Die not, poor death, nor yet canst thou kill me.
~ John Donne
I was driving home from work. Just another night that followed a dreary, gray January day. Same old, same old. Ennui had set in, and an overall vague depression.
At least I was almost home. Though my house was now empty; all the family that lived there besides me had moved across the country. So even the prospect of home wasn’t that thrilling.
I was in the middle lane, three exits from mine, on the Meadowbrook Parkway. I got over to my right, just like I’d done thousands of times before.
Only…my car wasn’t turning right. My car was turning left. My body filled with the ringing of adrenaline before my brain realized what was happening.
Maybe I’d gotten distracted. Please tell me I’d gotten distracted. I turned the wheel right again, and this time, my car started waving around the road like a belly dancer.
Then time seemed to stand still. I lost a friend whom I won’t name. He lost control of his car on a highway. In those split seconds that felt like forever, I clearly remember my own voice in my head: “This is how (friend) died.” I heard it as I veered further and further to the left, and as an SUV whizzed past me to my right.

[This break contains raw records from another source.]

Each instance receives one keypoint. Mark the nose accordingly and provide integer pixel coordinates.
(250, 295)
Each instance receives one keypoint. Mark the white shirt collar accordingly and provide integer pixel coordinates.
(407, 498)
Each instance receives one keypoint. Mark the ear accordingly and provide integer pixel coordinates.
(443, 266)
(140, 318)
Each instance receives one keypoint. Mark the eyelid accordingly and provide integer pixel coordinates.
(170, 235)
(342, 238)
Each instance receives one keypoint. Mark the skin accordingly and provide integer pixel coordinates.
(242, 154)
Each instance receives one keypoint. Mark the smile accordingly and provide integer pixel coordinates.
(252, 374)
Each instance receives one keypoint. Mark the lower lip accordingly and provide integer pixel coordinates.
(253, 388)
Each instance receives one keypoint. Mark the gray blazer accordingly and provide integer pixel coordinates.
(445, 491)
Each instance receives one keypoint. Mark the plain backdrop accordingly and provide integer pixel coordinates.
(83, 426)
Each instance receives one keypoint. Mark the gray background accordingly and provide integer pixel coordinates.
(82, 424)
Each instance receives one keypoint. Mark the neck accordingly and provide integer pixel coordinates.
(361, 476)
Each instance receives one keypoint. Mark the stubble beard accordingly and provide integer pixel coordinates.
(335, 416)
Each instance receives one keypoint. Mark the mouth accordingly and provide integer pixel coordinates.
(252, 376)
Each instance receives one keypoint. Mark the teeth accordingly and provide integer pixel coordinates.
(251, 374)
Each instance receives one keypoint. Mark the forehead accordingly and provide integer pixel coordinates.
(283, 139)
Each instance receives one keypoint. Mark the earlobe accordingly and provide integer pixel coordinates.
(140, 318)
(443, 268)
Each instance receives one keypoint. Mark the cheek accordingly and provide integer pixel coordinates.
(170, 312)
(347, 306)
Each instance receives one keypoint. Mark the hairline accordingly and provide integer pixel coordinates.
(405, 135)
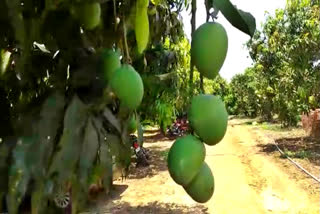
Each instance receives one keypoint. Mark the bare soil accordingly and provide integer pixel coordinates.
(250, 178)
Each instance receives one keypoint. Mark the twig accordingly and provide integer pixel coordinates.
(296, 164)
(128, 59)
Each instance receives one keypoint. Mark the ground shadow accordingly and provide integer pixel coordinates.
(157, 163)
(297, 144)
(158, 136)
(117, 190)
(151, 131)
(158, 208)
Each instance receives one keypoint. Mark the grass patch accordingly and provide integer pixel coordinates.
(164, 154)
(271, 127)
(302, 154)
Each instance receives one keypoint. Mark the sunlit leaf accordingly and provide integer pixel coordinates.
(242, 20)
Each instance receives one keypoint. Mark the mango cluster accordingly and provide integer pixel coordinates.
(207, 116)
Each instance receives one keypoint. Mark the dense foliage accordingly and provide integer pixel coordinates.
(284, 80)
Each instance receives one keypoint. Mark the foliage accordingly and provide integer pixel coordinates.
(284, 79)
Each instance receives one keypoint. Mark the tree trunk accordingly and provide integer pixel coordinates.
(193, 28)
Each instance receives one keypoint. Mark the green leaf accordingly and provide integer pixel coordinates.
(4, 60)
(140, 131)
(242, 20)
(38, 202)
(51, 116)
(106, 163)
(89, 152)
(19, 174)
(70, 143)
(112, 119)
(4, 153)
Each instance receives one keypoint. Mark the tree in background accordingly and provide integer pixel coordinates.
(284, 80)
(73, 75)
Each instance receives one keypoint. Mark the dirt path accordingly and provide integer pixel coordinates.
(247, 181)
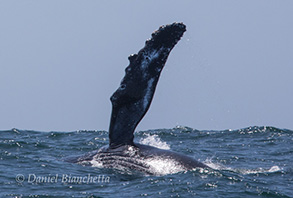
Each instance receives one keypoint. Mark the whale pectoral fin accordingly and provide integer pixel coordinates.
(132, 99)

I knew at any moment I’d hear the horrid sound of metal crunching, as other cars would follow the SUV and smash into mine. Then I heard a screaming in my head:
FOCUS! GET AWAY FROM THE MEDIAN!
I was so close to the median. My car wasn’t responding to anything that I did. It was dancing all over the parkway, dancing towards the concrete wall at a rapid speed.
I cried out in a voice so terribly weak from fear the shortest prayer I’d ever uttered, “Jesus?” One word, a prayer for help, a prayer to not be scared, and a prayer for my soul if I died. One word was all I had time for; I had to FOCUS.
Every ounce of adrenaline that I had and that I could summon, every bit of strength that was in me, I threw into fighting with the wheel to go right. I willed the car with my entire body, mind, and soul to GO TO THE RIGHT. It felt like when you first try to get the teacups to spin at an amusement park, the same resistance.
Finally, it responded. It spun around, but it went right until I stopped with a crash. I’d smashed into the guardrail.
And time stood still again.
I wasn’t dead.
I turned my head to the right. Every single car was stopped, many feet back. They waited. I put my car in reverse, terrified to have it move again, but knowing I could go really slow, at least. I looked at the guardrail and was amazed to see that it was fully intact.
Not one car moved as I backed up, and turned my car around. The entire ride home, I couldn’t stop shaking. Finally, I was home. Before getting out, I told myself not to freak out if my car was destroyed. I was alive.
Holding my breath, I looked at my car.
Nothing. Just a little paint missing.
I broke down and cried like I never had before.
Why hadn’t I died? What had just happened? No one pays attention on the roads anymore. It was rush hour. How was it that only one car came even close to me?
How was it possible that I lost control of my car so completely, yet walked away with not a scratch on me?
These were the questions that haunted me throughout 2008, when I wasn’t being haunted by my dreams. That is, when I could sleep at all. The adrenaline that filled me that night never left. I am just now learning how to breathe all right while in a car.
That night was just the beginning of the hardest year of my entire life, even beating out 2004. But it was also the beginning of the most amazing year of my entire life. The year that “I walked through fire and didn’t get burned.” Looking back on it all now, where I was a year ago…let’s just say I’d never want to relive it, but I am so glad that I kept fighting. After that night where I lost control of my car, but fought it, and lived, I knew that I had it in me to fight, and fight harder. And then fight even harder.
I know so many of you have been to hell and back this year. Keep holding on, keep pushing through. Hang in there. It’s scarier than lying down, and it’s scarier than hiding. But it is so, so worth it.